Doctors Without Borders: “Extremely worrying epidemic”
The NGO Doctors Without Borders (MSF) called the outbreak “extremely worrying”, announcing the preparation of a large-scale health response. The Africa CDC, the health agency of the African Union, had also declared an emergency in recent days due to the epidemic located in the province of Ituri, one of the most unstable areas of the country, marked by decades of armed conflict.

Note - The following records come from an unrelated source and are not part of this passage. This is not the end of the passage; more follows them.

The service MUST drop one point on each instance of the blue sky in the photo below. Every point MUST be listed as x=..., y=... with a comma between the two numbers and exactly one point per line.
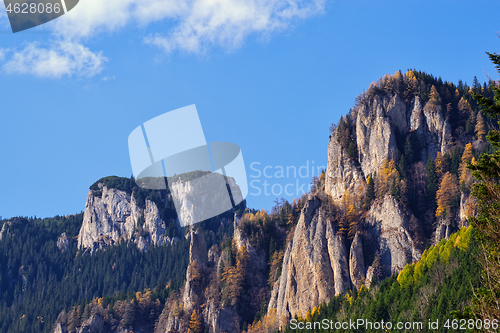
x=269, y=76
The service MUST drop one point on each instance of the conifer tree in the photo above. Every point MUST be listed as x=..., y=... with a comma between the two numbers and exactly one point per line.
x=487, y=222
x=480, y=127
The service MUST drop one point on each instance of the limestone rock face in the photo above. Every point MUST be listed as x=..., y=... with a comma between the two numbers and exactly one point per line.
x=376, y=121
x=388, y=226
x=60, y=328
x=115, y=216
x=342, y=173
x=375, y=136
x=357, y=262
x=94, y=324
x=315, y=265
x=467, y=203
x=5, y=232
x=108, y=218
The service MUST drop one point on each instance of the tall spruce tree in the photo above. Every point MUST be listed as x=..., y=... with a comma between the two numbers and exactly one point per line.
x=487, y=222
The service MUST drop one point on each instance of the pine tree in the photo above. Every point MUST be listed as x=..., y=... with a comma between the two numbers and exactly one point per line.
x=195, y=323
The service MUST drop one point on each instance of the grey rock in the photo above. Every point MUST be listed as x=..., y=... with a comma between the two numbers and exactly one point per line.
x=388, y=225
x=314, y=265
x=356, y=262
x=63, y=242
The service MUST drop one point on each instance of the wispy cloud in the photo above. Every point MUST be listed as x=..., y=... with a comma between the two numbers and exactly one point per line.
x=61, y=58
x=200, y=24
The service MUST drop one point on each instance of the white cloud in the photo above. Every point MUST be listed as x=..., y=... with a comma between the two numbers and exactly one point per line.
x=3, y=53
x=62, y=58
x=199, y=24
x=196, y=26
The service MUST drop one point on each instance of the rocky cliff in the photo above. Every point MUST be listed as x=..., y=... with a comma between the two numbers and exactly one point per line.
x=112, y=215
x=315, y=265
x=373, y=211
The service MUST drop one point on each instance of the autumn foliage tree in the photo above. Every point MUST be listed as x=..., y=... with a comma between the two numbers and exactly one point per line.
x=195, y=323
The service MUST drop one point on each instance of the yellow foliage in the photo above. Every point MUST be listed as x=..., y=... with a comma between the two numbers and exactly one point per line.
x=308, y=315
x=195, y=323
x=446, y=195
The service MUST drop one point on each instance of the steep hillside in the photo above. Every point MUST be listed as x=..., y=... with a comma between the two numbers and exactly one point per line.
x=437, y=289
x=396, y=183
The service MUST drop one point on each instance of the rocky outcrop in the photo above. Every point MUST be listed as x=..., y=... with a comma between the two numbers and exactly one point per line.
x=342, y=173
x=94, y=324
x=467, y=207
x=387, y=226
x=60, y=328
x=377, y=120
x=113, y=215
x=315, y=265
x=5, y=232
x=375, y=135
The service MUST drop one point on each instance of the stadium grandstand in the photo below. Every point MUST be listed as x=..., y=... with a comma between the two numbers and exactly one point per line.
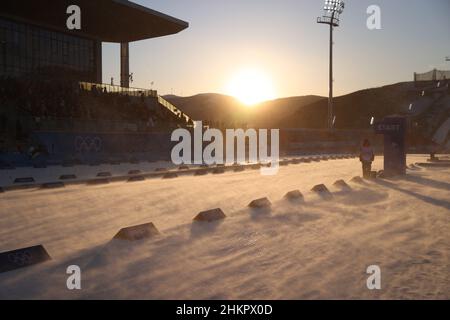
x=53, y=105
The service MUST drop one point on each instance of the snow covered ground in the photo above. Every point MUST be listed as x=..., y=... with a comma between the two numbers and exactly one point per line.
x=313, y=250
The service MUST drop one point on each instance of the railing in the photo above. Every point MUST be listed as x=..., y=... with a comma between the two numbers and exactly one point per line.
x=174, y=109
x=134, y=92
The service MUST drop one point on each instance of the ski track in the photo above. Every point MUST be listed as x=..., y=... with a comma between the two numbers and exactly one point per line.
x=313, y=250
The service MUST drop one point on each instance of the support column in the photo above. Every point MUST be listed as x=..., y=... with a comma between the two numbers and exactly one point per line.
x=124, y=65
x=98, y=61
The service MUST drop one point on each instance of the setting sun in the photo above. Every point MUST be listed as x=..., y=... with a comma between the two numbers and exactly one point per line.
x=251, y=86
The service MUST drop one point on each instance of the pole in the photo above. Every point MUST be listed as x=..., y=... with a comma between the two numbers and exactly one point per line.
x=330, y=99
x=124, y=65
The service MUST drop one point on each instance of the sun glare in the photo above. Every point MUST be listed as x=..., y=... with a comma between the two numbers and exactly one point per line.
x=251, y=87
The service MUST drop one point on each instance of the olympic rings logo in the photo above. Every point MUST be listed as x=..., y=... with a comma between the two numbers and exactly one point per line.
x=87, y=144
x=20, y=258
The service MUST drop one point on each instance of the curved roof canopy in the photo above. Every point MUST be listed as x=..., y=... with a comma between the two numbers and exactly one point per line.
x=105, y=20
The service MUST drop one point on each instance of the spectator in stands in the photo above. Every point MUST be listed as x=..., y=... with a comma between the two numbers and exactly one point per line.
x=366, y=156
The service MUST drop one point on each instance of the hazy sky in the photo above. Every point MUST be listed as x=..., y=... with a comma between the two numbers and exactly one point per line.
x=282, y=39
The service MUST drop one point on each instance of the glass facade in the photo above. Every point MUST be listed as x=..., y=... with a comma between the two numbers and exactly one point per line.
x=30, y=50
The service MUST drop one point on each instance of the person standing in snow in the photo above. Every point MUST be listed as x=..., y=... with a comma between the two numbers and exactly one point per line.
x=366, y=156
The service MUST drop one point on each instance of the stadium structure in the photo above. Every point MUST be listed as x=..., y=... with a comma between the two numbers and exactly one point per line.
x=53, y=105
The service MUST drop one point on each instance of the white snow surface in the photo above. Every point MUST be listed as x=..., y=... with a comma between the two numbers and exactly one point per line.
x=318, y=249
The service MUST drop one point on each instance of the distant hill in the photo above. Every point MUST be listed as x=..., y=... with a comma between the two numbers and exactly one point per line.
x=217, y=107
x=352, y=110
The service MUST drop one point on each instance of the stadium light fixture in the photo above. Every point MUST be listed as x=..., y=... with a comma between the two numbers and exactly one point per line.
x=332, y=11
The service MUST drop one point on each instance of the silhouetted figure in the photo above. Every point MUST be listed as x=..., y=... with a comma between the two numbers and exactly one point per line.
x=366, y=156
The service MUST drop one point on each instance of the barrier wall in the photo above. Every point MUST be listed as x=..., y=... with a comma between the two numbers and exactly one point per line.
x=105, y=146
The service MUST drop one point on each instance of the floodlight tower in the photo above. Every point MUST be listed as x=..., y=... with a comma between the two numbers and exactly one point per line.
x=333, y=9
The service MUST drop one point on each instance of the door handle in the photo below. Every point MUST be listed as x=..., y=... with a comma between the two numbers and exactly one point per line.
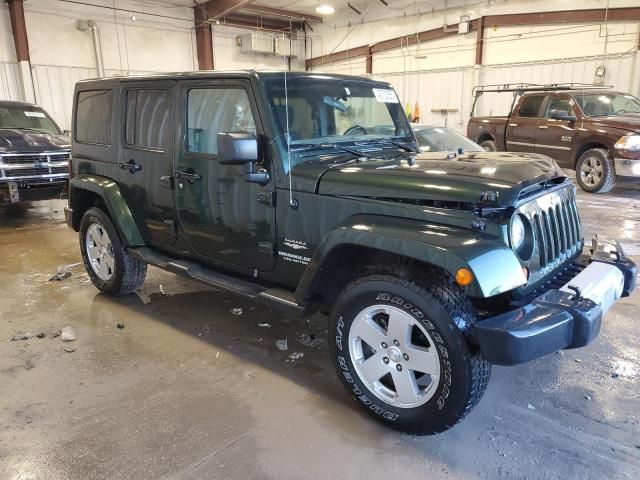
x=131, y=166
x=190, y=176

What is Ebola and how is it transmitted
Ebola is a highly contagious, often lethal viral hemorrhagic fever transmitted through direct contact with bodily fluids of infected people, such as blood, saliva, vomit, or other body fluids. Infected people become infectious only after the onset of symptoms, at the end of an incubation period which can vary from two to 21 days.
Initial symptoms include high fever, headache, muscle aches, fatigue and sore throat. In the later stages, vomiting, diarrhea, skin rashes and internal or external bleeding may appear.
Over the last fifty years the virus has caused around 15 thousand deaths in Africa. The most serious epidemic recorded in the Democratic Republic of Congo, between 2018 and 2020, caused almost 2,300 deaths and over 3,500 infections.
The current outbreak is the 17th Ebola outbreak in the country since the disease was first identified in 1976, in what was then Zaire. The latest Congolese epidemic, declared in August 2025, was considered over in December after at least 34 deaths.